Ocupación o empleo con sentido son exigencias del ser humano para ser feliz; toda persona necesita ocupar su tiempo con una actividad ilusionante que le haga sentir útil a nivel individual y colectivo. Desarrollar las capacidades que tenemos da sentido a nuestras vidas. Frente a esa realidad nos encontramos con un escenario en el que no todas las personas tienen las mismas facilidades para encontrar esa ocupación o empleo que les abra la puerta a tener una buena vida.

A tenor de las estadísticas, en España solo trabaja una de cada cuatro personas con discapacidad, una de cada cinco en el mundo rural. Este dato evidencia el fracaso de la sociedad en su conjunto para garantizar el derecho constitucional al trabajo de todas las personas en condiciones de igualdad. Tal circunstancia disminuye las posibilidades de las personas con discapacidad para tener un proyecto de vida propio, quedando vulnerado su derecho a la vida independiente.

Las personas con discapacidad son el colectivo con mayor dificultad para acceder al empleo. El 65,4 % de las personas con discapacidad en edad laboral son inactivas, no tienen empleo, ni lo buscan; siendo la tasa de desempleo del 21,4 %, un índice muy alto que, además, se aplica a una bajísima tasa de actividad, quedando acreditado por tanto que se trata de un problema estructural que supone que una de cada tres personas con discapacidad esté en riesgo de pobreza y/o exclusión. Son datos terribles que describen la situación extrema en la que se encuentra la población con discapacidad en este ámbito tan relevante para el bienestar de las personas.

Esta situación se da en un marco laboral en el que solo el 11% de las contrataciones con discapacidad se producen en el sector industrial, siendo mayoritarias las contrataciones en el sector servicios con un 78,21%. Por ende, no se trata solo de emprender para generar empleo: hay que planificar el emprendimiento; el volumen de actividad generado por actividades del sector industrial, por recomendación de la Unión Europea, debe representar entre un 20% y un 30% respecto del total del Producto Interior Bruto (PIB).

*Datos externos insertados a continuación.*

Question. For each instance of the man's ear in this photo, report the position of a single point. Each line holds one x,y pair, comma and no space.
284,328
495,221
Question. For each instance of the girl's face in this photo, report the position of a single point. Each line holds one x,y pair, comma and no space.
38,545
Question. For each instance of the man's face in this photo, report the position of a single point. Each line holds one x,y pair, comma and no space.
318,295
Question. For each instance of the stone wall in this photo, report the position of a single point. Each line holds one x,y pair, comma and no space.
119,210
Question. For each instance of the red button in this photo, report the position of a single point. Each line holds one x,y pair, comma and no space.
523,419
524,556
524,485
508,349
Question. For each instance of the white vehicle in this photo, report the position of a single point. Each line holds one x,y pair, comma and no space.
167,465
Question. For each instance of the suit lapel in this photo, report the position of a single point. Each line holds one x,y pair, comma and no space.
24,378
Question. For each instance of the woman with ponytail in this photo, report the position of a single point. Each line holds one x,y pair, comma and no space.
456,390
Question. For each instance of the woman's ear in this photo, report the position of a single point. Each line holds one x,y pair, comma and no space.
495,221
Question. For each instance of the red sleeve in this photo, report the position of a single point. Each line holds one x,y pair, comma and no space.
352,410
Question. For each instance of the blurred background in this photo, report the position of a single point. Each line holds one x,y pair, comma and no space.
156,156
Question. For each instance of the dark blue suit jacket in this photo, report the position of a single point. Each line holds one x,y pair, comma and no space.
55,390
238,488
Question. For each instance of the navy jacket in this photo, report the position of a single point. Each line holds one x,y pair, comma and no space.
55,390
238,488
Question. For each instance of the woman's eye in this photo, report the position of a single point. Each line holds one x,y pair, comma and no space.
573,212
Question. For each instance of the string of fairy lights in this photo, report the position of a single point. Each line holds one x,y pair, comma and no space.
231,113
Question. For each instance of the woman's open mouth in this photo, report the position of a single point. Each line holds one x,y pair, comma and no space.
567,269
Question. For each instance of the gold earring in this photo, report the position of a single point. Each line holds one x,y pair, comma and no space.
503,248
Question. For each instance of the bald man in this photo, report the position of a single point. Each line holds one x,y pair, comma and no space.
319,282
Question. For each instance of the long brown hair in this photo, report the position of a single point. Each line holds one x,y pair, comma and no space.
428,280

Esta realidad viene provocada por la baja cualificación de la población con discapacidad. Según el Servicio Público de Empleo Estatal, las personas con discapacidad en desempleo de larga duración con estudios primarios o educación secundaria obligatoria constituyen el 75,06% respecto del total, existiendo muchas más posibilidades de empleabilidad para aquellas personas capacitadas mediante estudios de formación profesional, especialmente si se trata de formación dual unido al modelo de formación en alternancia con el empleo.

Es por eso que hay que abordar el empleo como prioritario si se desea trabajar con rigor por el bienestar de las personas con discapacidad, teniendo presente que este reto es inviable sin la formación. En lo relativo a esta cuestión, debemos tener en cuenta tres consideraciones. En primer lugar, es importante que para estas personas se desarrollen especialidades formativas y certificados de profesionalidad adaptados a sus necesidades personales, en duración y contenido, especialmente si hablamos de discapacidad intelectual. En segundo lugar, es determinante que la financiación sea pública y que se lleve a cabo mediante convocatorias específicas para personas con discapacidad. Por último, se debe desarrollar la implementación de certificados de nivel 1 en familias profesionales estratégicas (con alto valor añadido), indispensables para la inclusión en la formación profesional para el empleo de las personas con discapacidad que no tienen la cualificación académica necesaria para acceder a certificados de nivel 2.

La Constitución española protege el trabajo como un derecho fundamental, garantizando igualdad de oportunidades y remuneración justa para todos. Los poderes públicos y la sociedad en su conjunto son corresponsables de la promoción activa de ese derecho, cuya puerta de acceso está en la formación.